Forget using the travesty of the MS workaround of std.core. Importing that is as troublesome as precompiled headers in my experience. Just change the C++ stdlib includes to import and you're good to go.

My projects are usually smallish so any promised advantage modules were supposed to have about being speedier than includes is kinda hard to document. The lengthiest compile time for a single project I can remember was about 45 seconds. Compile times using modules seems to be marginally quicker.

Converting a pre-existing include headers project is either:

1. as simple as changing a couple of keywords in the file. If it's a header change the file extension. If it's a source file that accompanies the header change how it is compiles to an internal partition.

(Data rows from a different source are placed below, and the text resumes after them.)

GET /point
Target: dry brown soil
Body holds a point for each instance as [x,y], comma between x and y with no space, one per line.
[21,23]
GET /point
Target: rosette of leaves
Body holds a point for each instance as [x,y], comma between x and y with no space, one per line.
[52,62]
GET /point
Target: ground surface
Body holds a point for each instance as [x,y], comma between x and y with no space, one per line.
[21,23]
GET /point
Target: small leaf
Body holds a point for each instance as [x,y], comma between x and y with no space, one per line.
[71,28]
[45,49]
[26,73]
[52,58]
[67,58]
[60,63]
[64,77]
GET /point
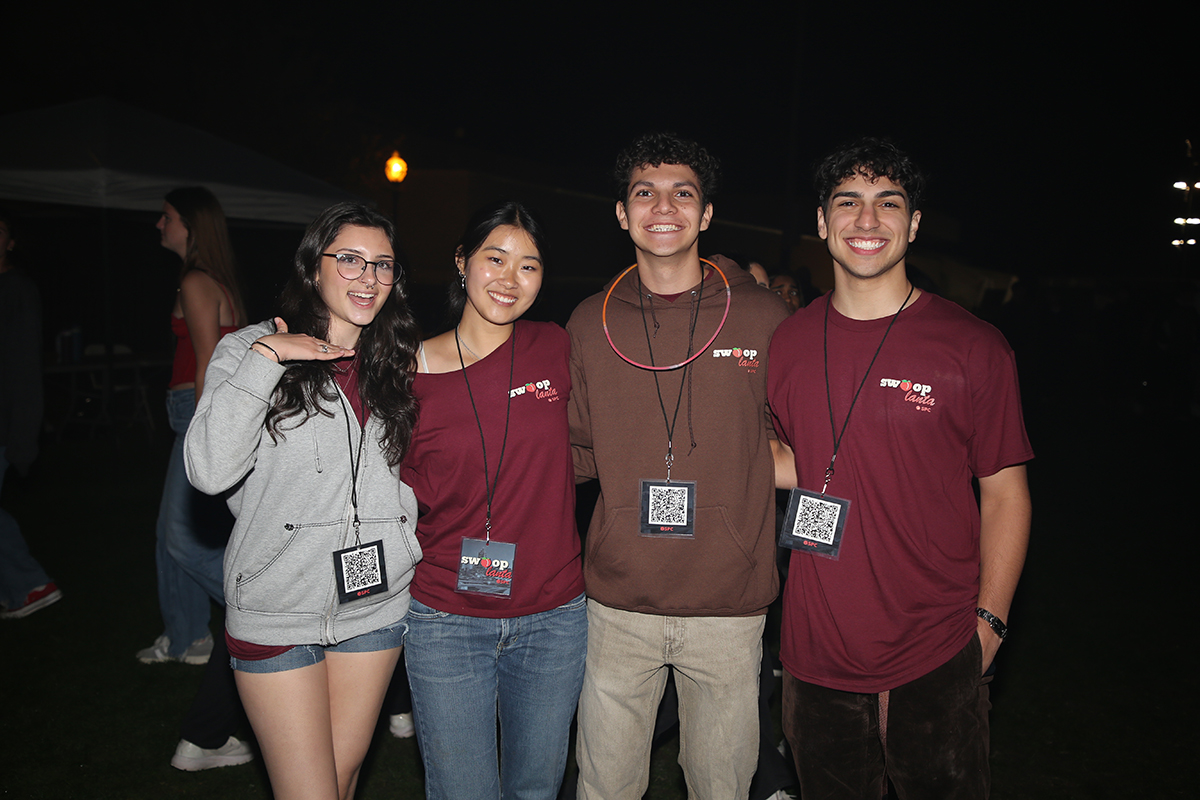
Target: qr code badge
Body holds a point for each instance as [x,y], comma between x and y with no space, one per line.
[360,571]
[669,509]
[814,523]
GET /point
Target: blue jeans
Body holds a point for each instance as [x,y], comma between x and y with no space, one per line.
[191,534]
[465,671]
[19,572]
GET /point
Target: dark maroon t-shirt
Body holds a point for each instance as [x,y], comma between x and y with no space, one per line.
[534,500]
[941,404]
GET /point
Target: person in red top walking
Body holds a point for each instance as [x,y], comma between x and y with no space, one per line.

2. If the files are code interlocked, one needs another to work, converting to modules can be more time consuming vs. the benefits of using modules. At least that has been my limited experience of trying to convert a pre-modules project to modules.
did you try the derp move of deleting the pch files and letting it rebuild them from scratch? takes a long time, but if they are corrupted, its over. I work on a big project as well and when those go bad (they do in 2019, frequently enough) or the PDB goes bad there is nothing for it but sitting out a longer compile.

All the way back to visual studio 5.0 (I started on 1.0, but that was another story, 5.0 is where I started working with it daily and in depth) the rule of the day was to turn PCH off right away on new projects. It has never worked right, and this is going on 25+ years of having it. Edit-continue PDB is also high risk of failing. Good ideas that sorta work but never quite got a full debugging.

you can try to get it working. One of the failure points is when the files get too big, though. Breaking the code into many small projects that work together to produce a bigger project is a big help.